Thursday, September 02, 2010

The Right Of First Sale

Before we wade into the swamp that is the used games issue in general, I received an excellent e-mail from attorney Nhut Tan Tran concerning the Right Of First Sale doctrine.

Lost in all the emotion about used games vs. new games and purchase rights for consumers under the first sale doctrine is that you have, for software, you can override the doctrine of first sale by the copyright owner's right to restrict via a contractual relationship.
The "sale" of a piece of software is a complicated transaction and those that use upon the affirmative defense of the first sale doctrine leaves themselves vulnerable to the fact the "sale relationship" opens them up to the privity of contract between the two parties.
This is what Nimmer, the pre-eminent scholar on Copyrights says (please note that I am paraphrasing his position, and that this is a quote from a much larger article from Nimmer on Copyrights):

"License agreements focus on information and informational rights. Many licenses do not involve transfer of any tangible property. In other transactions, however, the licensed information is delivered on tangible media (goods) or the intellectual property rights cover the tangible property (e.g., patented machine). In these cases, issues can arise about whether delivery of the goods pursuant to a license constitutes a first sale of the copy under copyright law, is a first sale of genuine trademarked goods under trademark law or creates a case of patent exhaustion under patent law.
In general, a transfer of ownership of goods that constitute a copy of the informational property, that are sold under a trademark or that embody the invention, does not in itself transfer ownership of intellectual property or other information-related interests.1 This theme is present in all bodies of intellectual property law. It creates an environment in which possession (even ownership) of a tangible thing does not in itself communicate much or anything about the right of the possessor to use or claim ownership of the intellectual property rights involved. The basic principle is expressed in section 202 of the Copyright Act in the following terms:
Ownership of a copyright, or of any of the exclusive rights under a copyright, is distinct from ownership of any material object in which the work is embodied. Transfer of ownership of any material object, including the copy or phonorecord in which the work is first fixed, does not of itself convey any rights in the copyrighted work embodied in the object; nor, in the absence of an agreement, does transfer of ownership of a copyright or of any exclusive rights under a copyright convey property rights in any material object.
The separation of tangible and intangible property highlighted by this language is a central feature of licensing law and practice. It is also one basis for the rejection of ideas of bona fide purchaser status stemming from mere possession and control of a copy...The first-sale doctrines do not involve transfers of rights ownership. Nor do the doctrines deal with or limit the enforceability of contractual terms. Indeed, the reverse relationship exists: the terms of the contract determine when or whether a first sale or sale establishing exhaustion of the patent occurs. The first-sale rules merely set out limited defense to claims of property rights infringement, but those exemptions can be important in determining the remedies available to a licensor or property rights owner, especially with respect to claims against remote third parties."

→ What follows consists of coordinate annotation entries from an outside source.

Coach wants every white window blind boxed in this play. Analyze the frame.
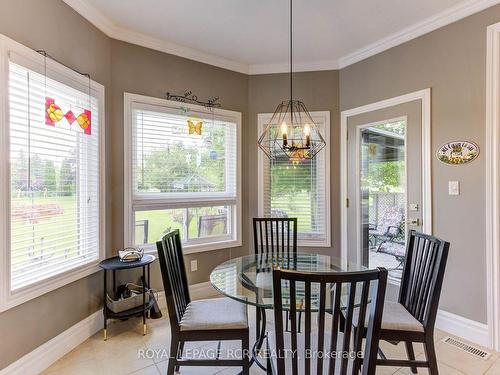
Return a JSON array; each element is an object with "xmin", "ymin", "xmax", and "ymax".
[
  {"xmin": 130, "ymin": 102, "xmax": 238, "ymax": 253},
  {"xmin": 259, "ymin": 112, "xmax": 330, "ymax": 246},
  {"xmin": 9, "ymin": 61, "xmax": 101, "ymax": 292}
]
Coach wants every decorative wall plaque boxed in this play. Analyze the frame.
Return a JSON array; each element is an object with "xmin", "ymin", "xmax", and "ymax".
[{"xmin": 436, "ymin": 141, "xmax": 479, "ymax": 165}]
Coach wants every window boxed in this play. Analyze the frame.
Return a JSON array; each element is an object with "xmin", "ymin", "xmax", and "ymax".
[
  {"xmin": 0, "ymin": 38, "xmax": 104, "ymax": 308},
  {"xmin": 258, "ymin": 111, "xmax": 330, "ymax": 246},
  {"xmin": 125, "ymin": 94, "xmax": 241, "ymax": 252}
]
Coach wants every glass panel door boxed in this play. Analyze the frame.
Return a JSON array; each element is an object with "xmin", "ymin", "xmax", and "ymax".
[{"xmin": 359, "ymin": 118, "xmax": 407, "ymax": 279}]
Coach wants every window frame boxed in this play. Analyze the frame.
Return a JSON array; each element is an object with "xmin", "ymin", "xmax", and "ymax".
[
  {"xmin": 0, "ymin": 34, "xmax": 106, "ymax": 312},
  {"xmin": 123, "ymin": 92, "xmax": 242, "ymax": 254},
  {"xmin": 257, "ymin": 111, "xmax": 332, "ymax": 247}
]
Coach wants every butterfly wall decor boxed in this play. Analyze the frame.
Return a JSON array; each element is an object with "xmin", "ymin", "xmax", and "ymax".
[{"xmin": 188, "ymin": 120, "xmax": 203, "ymax": 135}]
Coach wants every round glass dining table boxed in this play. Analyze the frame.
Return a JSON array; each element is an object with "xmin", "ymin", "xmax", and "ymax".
[{"xmin": 210, "ymin": 252, "xmax": 367, "ymax": 369}]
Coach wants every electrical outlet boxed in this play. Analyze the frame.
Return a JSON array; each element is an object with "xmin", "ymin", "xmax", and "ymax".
[{"xmin": 191, "ymin": 259, "xmax": 198, "ymax": 272}]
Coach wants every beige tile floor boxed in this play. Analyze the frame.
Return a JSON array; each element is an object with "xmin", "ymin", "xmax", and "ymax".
[{"xmin": 43, "ymin": 311, "xmax": 500, "ymax": 375}]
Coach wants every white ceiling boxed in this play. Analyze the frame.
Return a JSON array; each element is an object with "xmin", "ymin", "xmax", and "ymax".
[{"xmin": 64, "ymin": 0, "xmax": 500, "ymax": 74}]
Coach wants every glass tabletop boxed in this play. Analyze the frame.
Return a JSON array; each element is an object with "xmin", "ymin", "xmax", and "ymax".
[{"xmin": 210, "ymin": 252, "xmax": 367, "ymax": 310}]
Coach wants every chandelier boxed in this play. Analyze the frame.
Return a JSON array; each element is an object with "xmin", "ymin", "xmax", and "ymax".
[{"xmin": 258, "ymin": 0, "xmax": 326, "ymax": 164}]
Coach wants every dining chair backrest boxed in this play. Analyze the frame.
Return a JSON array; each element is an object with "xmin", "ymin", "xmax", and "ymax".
[
  {"xmin": 273, "ymin": 268, "xmax": 387, "ymax": 375},
  {"xmin": 399, "ymin": 230, "xmax": 450, "ymax": 332},
  {"xmin": 253, "ymin": 217, "xmax": 297, "ymax": 255},
  {"xmin": 156, "ymin": 229, "xmax": 191, "ymax": 331}
]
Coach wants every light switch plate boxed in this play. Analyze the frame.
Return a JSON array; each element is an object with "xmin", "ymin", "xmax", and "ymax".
[
  {"xmin": 448, "ymin": 181, "xmax": 460, "ymax": 195},
  {"xmin": 191, "ymin": 259, "xmax": 198, "ymax": 272}
]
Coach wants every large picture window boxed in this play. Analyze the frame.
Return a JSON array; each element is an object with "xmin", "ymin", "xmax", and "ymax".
[
  {"xmin": 125, "ymin": 94, "xmax": 241, "ymax": 252},
  {"xmin": 0, "ymin": 36, "xmax": 104, "ymax": 308},
  {"xmin": 258, "ymin": 112, "xmax": 331, "ymax": 246}
]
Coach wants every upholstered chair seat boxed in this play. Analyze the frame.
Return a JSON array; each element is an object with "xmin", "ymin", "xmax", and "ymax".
[{"xmin": 180, "ymin": 298, "xmax": 248, "ymax": 331}]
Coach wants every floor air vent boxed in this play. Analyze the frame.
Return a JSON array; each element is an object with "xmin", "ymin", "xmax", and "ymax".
[{"xmin": 441, "ymin": 336, "xmax": 491, "ymax": 361}]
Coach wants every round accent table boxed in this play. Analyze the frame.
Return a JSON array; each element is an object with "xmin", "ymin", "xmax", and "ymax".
[{"xmin": 99, "ymin": 254, "xmax": 156, "ymax": 340}]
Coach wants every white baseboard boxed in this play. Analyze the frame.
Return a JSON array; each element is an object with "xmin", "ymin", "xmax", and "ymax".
[
  {"xmin": 0, "ymin": 310, "xmax": 103, "ymax": 375},
  {"xmin": 436, "ymin": 310, "xmax": 489, "ymax": 347},
  {"xmin": 0, "ymin": 282, "xmax": 489, "ymax": 375}
]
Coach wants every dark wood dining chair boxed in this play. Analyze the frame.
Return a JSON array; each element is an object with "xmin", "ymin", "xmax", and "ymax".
[
  {"xmin": 156, "ymin": 230, "xmax": 250, "ymax": 375},
  {"xmin": 268, "ymin": 268, "xmax": 387, "ymax": 375},
  {"xmin": 350, "ymin": 230, "xmax": 450, "ymax": 375}
]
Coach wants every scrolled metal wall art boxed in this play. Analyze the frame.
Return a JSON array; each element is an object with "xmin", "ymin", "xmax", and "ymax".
[{"xmin": 166, "ymin": 91, "xmax": 221, "ymax": 108}]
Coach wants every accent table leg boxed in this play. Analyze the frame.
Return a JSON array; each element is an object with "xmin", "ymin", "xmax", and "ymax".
[{"xmin": 142, "ymin": 266, "xmax": 147, "ymax": 336}]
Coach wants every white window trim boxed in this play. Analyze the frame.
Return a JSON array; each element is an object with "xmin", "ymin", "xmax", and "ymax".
[
  {"xmin": 123, "ymin": 92, "xmax": 242, "ymax": 254},
  {"xmin": 257, "ymin": 111, "xmax": 332, "ymax": 247},
  {"xmin": 0, "ymin": 34, "xmax": 106, "ymax": 311}
]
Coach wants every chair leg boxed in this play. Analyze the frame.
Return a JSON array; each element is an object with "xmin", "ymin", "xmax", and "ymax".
[
  {"xmin": 285, "ymin": 310, "xmax": 290, "ymax": 332},
  {"xmin": 405, "ymin": 341, "xmax": 418, "ymax": 374},
  {"xmin": 167, "ymin": 337, "xmax": 179, "ymax": 375},
  {"xmin": 424, "ymin": 337, "xmax": 439, "ymax": 375},
  {"xmin": 175, "ymin": 341, "xmax": 184, "ymax": 372},
  {"xmin": 241, "ymin": 332, "xmax": 250, "ymax": 375}
]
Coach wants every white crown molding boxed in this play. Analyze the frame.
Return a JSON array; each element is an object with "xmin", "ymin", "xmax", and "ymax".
[
  {"xmin": 63, "ymin": 0, "xmax": 248, "ymax": 74},
  {"xmin": 63, "ymin": 0, "xmax": 500, "ymax": 75},
  {"xmin": 338, "ymin": 0, "xmax": 500, "ymax": 69}
]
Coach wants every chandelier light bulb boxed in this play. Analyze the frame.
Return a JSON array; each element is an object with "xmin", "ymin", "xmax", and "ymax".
[{"xmin": 281, "ymin": 121, "xmax": 288, "ymax": 135}]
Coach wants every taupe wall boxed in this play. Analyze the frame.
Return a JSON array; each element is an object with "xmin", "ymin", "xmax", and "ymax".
[
  {"xmin": 249, "ymin": 70, "xmax": 340, "ymax": 256},
  {"xmin": 110, "ymin": 40, "xmax": 250, "ymax": 289},
  {"xmin": 0, "ymin": 0, "xmax": 500, "ymax": 369},
  {"xmin": 340, "ymin": 6, "xmax": 500, "ymax": 323},
  {"xmin": 0, "ymin": 0, "xmax": 111, "ymax": 369}
]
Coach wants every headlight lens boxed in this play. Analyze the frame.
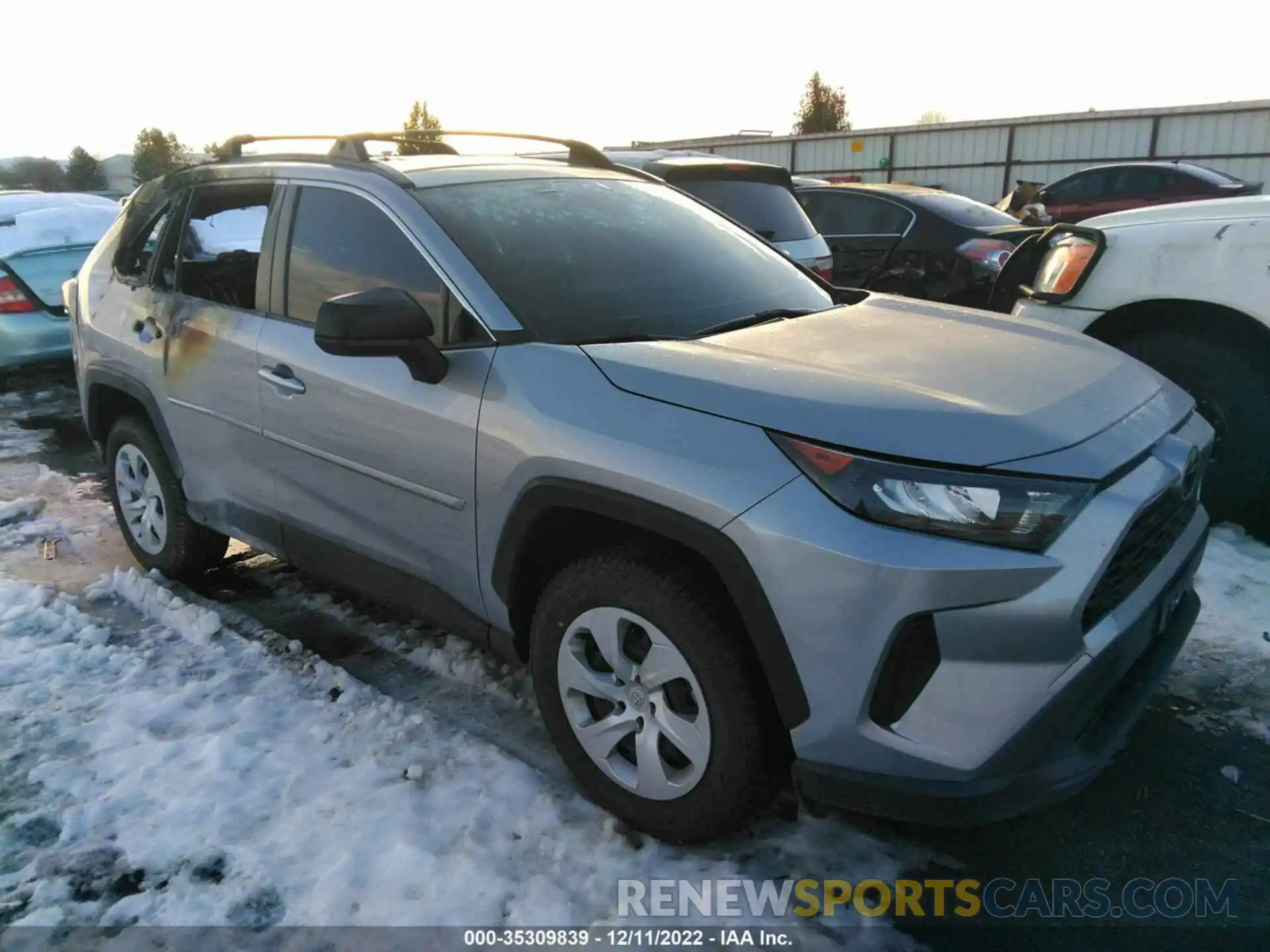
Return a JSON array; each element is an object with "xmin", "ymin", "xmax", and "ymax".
[
  {"xmin": 771, "ymin": 433, "xmax": 1093, "ymax": 552},
  {"xmin": 1033, "ymin": 235, "xmax": 1099, "ymax": 294}
]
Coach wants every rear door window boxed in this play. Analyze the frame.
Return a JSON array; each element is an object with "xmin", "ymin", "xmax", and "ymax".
[
  {"xmin": 1107, "ymin": 167, "xmax": 1172, "ymax": 196},
  {"xmin": 913, "ymin": 192, "xmax": 1019, "ymax": 229},
  {"xmin": 671, "ymin": 179, "xmax": 816, "ymax": 241},
  {"xmin": 169, "ymin": 182, "xmax": 276, "ymax": 311},
  {"xmin": 805, "ymin": 189, "xmax": 913, "ymax": 237},
  {"xmin": 415, "ymin": 178, "xmax": 833, "ymax": 344}
]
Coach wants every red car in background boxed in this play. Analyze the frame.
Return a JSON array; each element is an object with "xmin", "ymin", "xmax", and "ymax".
[{"xmin": 1033, "ymin": 163, "xmax": 1261, "ymax": 223}]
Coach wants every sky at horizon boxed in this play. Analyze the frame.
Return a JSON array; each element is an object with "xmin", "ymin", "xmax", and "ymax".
[{"xmin": 0, "ymin": 0, "xmax": 1270, "ymax": 157}]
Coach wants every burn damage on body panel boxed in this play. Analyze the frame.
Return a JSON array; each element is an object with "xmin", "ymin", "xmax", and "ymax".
[{"xmin": 163, "ymin": 303, "xmax": 224, "ymax": 377}]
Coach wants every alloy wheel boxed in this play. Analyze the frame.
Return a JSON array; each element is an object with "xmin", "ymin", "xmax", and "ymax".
[{"xmin": 114, "ymin": 443, "xmax": 167, "ymax": 555}]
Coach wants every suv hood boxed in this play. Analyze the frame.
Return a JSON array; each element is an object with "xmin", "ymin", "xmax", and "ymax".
[
  {"xmin": 1081, "ymin": 196, "xmax": 1270, "ymax": 229},
  {"xmin": 583, "ymin": 294, "xmax": 1165, "ymax": 475}
]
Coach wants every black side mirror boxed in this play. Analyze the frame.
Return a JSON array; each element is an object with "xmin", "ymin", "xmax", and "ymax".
[{"xmin": 314, "ymin": 288, "xmax": 450, "ymax": 383}]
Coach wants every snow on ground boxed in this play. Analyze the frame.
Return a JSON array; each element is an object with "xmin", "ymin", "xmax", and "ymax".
[
  {"xmin": 0, "ymin": 368, "xmax": 1270, "ymax": 945},
  {"xmin": 1166, "ymin": 526, "xmax": 1270, "ymax": 741},
  {"xmin": 0, "ymin": 573, "xmax": 914, "ymax": 947},
  {"xmin": 260, "ymin": 570, "xmax": 537, "ymax": 715}
]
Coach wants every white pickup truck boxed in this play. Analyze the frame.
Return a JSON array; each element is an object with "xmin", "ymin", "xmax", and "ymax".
[{"xmin": 997, "ymin": 196, "xmax": 1270, "ymax": 531}]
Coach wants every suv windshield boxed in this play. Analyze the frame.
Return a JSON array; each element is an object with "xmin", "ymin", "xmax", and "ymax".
[
  {"xmin": 912, "ymin": 192, "xmax": 1019, "ymax": 229},
  {"xmin": 414, "ymin": 178, "xmax": 833, "ymax": 344},
  {"xmin": 668, "ymin": 178, "xmax": 816, "ymax": 241}
]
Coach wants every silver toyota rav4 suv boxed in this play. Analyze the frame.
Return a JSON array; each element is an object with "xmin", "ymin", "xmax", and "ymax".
[{"xmin": 64, "ymin": 134, "xmax": 1213, "ymax": 842}]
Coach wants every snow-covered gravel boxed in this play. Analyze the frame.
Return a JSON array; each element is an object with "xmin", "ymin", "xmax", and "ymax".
[
  {"xmin": 0, "ymin": 376, "xmax": 1270, "ymax": 948},
  {"xmin": 0, "ymin": 570, "xmax": 921, "ymax": 947}
]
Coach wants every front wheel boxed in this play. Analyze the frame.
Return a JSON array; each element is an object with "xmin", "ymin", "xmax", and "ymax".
[
  {"xmin": 1120, "ymin": 330, "xmax": 1270, "ymax": 528},
  {"xmin": 531, "ymin": 553, "xmax": 767, "ymax": 843},
  {"xmin": 105, "ymin": 416, "xmax": 229, "ymax": 579}
]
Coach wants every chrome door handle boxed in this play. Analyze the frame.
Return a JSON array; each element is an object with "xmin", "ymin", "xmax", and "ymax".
[{"xmin": 255, "ymin": 363, "xmax": 305, "ymax": 396}]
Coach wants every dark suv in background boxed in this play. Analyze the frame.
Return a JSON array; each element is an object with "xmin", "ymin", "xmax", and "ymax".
[
  {"xmin": 1034, "ymin": 163, "xmax": 1261, "ymax": 225},
  {"xmin": 794, "ymin": 178, "xmax": 1042, "ymax": 309}
]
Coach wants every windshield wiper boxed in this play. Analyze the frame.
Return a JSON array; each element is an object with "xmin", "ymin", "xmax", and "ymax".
[
  {"xmin": 569, "ymin": 334, "xmax": 687, "ymax": 346},
  {"xmin": 692, "ymin": 307, "xmax": 827, "ymax": 338}
]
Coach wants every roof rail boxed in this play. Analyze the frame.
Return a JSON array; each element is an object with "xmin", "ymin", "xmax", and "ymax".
[{"xmin": 218, "ymin": 130, "xmax": 617, "ymax": 169}]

Also, my understanding is that Congress explicitly recognized that a copyright holder can sue his direct customer for breach even if, for the very same act, he cannot sue for copyright infringement. The legislative history indicates that Congress designed the first sale doctrine as a default rule that copyright owners could override by contract. See Aymes v. Bonelli, 47 F.3d 23, 26-27, 33 U.S.P.Q.2d (BNA) 1768, 1771 (2d Cir. 1995) (noting that the CONTU Report to Congress proposing Section 117 conceded that "should proprietors feel strongly that they do not want rightful possessors of copies of their programs to [adapt software], they could, of course, make such desires a contractual matter").

A
lthough I'm partial to  gamers, as I'm one myself, I'm going to go with Nimmer's interpretation of copyright rights considering Supreme Court Justices quote him sometimes.

Now, if I'm understanding this correctly, many of the issues that Nimmer raises will be resolved with a final ruling in the Vernor v. Autodesk case, which is currently on appeal. The ruling handed down by the United States District Court for the Western District of Washington, though, was in favor of the consumer's rights:
The court held that when the transfer of software to the purchaser materially resembled a sale (non-recurring price, right to perpetual possession of copy) it was, in fact, a "sale with restrictions on use"[1] giving rise to a right to resell the copy under the first-sale doctrine.

Given how downright hostile the present Supreme Court has been to consumer's rights, it wouldn't surprise me at all if this is overruled, should it reach them (right now, it's in the hands of the United States Court of Appeals for the Ninth Circuit).

The interesting question is what would happen to the gaming market if it were illegal to sell used games? Given how money from the sale of used games flows through, in many cases, to the purchase of new games, does anyone think this would be positive for the gaming market?

Here's a bizarre scenario. Let's fast forward to the future, where the Vernorcase actually has reached the Supreme Court, and the gaming industry figures out,with advanced mathematical reasoning from the future, that making the sale of used games illegal will cut their industry by a third.

That could lead to my favorite irony of all time: the ESA submitting an amicus curiae brief to the Supreme Court, urging them to keep the sale of used games legal.